Takeover tycoons focus on a particular way to compare prices to earnings. Here’s why investors should pay attention.

Written by Hyunsoo Rim and Segun Olakoyenikan; Edited by William Baldwin

The enterprise multiple is a ratio that compares a company’s enterprise value to its earnings before interest, tax, depreciation, and amortization. In letters: EV/Ebitda.

In the numerator: Enterprise value is what an acquirer would pay to acquire the operating assets of a business. It’s equal to the market value of common equity plus debt outstanding minus cash on hand. Hypothetically, a buyer could own an operation free and clear by buying all the common shares, paying off all the mortgages and then grabbing the cash in the till to help pay for the deal.

In the denominator: Ebitda is one measure of the profit flow belonging to that hypothetical acquirer.

The resulting ratio is a starting point in the plotting of a private equity dealmaker. If you buy something at an enterprise value of $1 billion and a 10x multiple of Ebitda, you potentially have $100 million a year coming in with which to pay off any debt used to finance the deal. If, say, half the purchase price were borrowed, the loan could be easily serviced even at a fairly stiff interest rate.

Last year, according to Morningstar subsidiary PitchBook, the median private equity buyout took place at a multiple of 12.3 times Ebitda. That gives investors some idea of what an average business is worth. Another useful comparison: Among the larger companies in the YCharts database, the median enterprise multiple is 13. (Excluded in the calculation are the companies whose multiples are missing or meaningless.)

The companies in the table stick out with valuations quite distant from those medians. The cheap ones may be justifiably cheap. Peabody Energy is in a line of work despised by environmentalists. Signet Jewelers has outlets in has-been shopping malls. There’s no excitement in cement or den furniture.

Investors have their reasons for bidding up the multiples of the second group of companies. Eli Lilly makes anti-obesity drugs that are suddenly in great demand. Palo Alto Networks and Palantir, both in the business of protecting us from bad guys, might be on the verge of hauling in enormous profits.
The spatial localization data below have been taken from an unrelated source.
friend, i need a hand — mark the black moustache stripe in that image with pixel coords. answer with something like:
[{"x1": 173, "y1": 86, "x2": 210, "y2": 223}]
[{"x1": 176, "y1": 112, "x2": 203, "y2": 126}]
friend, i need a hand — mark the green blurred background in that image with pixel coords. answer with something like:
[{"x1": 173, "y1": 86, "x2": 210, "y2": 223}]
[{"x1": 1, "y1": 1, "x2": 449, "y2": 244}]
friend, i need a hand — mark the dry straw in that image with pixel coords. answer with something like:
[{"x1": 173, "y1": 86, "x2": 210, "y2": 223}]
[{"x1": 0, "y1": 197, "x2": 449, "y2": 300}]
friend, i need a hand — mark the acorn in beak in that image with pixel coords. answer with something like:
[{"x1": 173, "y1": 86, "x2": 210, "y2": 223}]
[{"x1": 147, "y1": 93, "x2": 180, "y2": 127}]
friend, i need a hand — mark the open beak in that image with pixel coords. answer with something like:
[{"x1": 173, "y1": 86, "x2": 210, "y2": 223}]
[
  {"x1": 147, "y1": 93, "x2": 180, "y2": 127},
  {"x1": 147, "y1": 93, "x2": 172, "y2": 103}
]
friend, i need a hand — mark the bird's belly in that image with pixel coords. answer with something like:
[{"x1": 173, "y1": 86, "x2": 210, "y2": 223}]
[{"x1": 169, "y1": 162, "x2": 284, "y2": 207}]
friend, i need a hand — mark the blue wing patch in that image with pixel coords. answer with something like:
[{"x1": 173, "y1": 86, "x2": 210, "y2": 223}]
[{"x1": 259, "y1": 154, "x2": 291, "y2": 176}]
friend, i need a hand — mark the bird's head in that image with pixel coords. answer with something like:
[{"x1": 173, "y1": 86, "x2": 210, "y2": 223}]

Still, the valuations can give investors a reason to pause. Is a glamorous stock overbought? Is a disfavored company getting cheap enough for a takeover?

The Ebitda multiple is just one tool in an analyst’s kit and it has to be viewed alongside other metrics, like the price/earnings ratio. Two companies with identical P/Es might show up with very different enterprise multiples if they have different levels of debt or debt financed at different rates. If you are looking for a bargain, either as a leveraged buyout artist or as an investor buying 100 shares, you want your target to be cheap in relation to its industry peers across multiple valuation metrics.

The reason that business buyers care about Ebitda as much as bottom-line profit is that it’s a good measure of the operating success of a business, better than a profit number that is impacted by such non-operating factors as taxes, interest and the paper deductions for amortization of goodwill and depreciation of equipment.

But taken by itself, Ebitda may give a misleading picture of profitability. A business owner, to be sure, does not have to write out a check for depreciation, which is no more than a bookkeeping entry reflecting past equipment purchases. But the owner does have to replace worn-out equipment.

In a 2000 shareholder letter that has since become a reference point for highlighting the shortcomings of Ebitda, Warren Buffett questioned, “Does management think the tooth fairy pays for capital expenditures?”

Lesson: You should look at the Ebitda ratio but also look at other things, like the P/E ratio.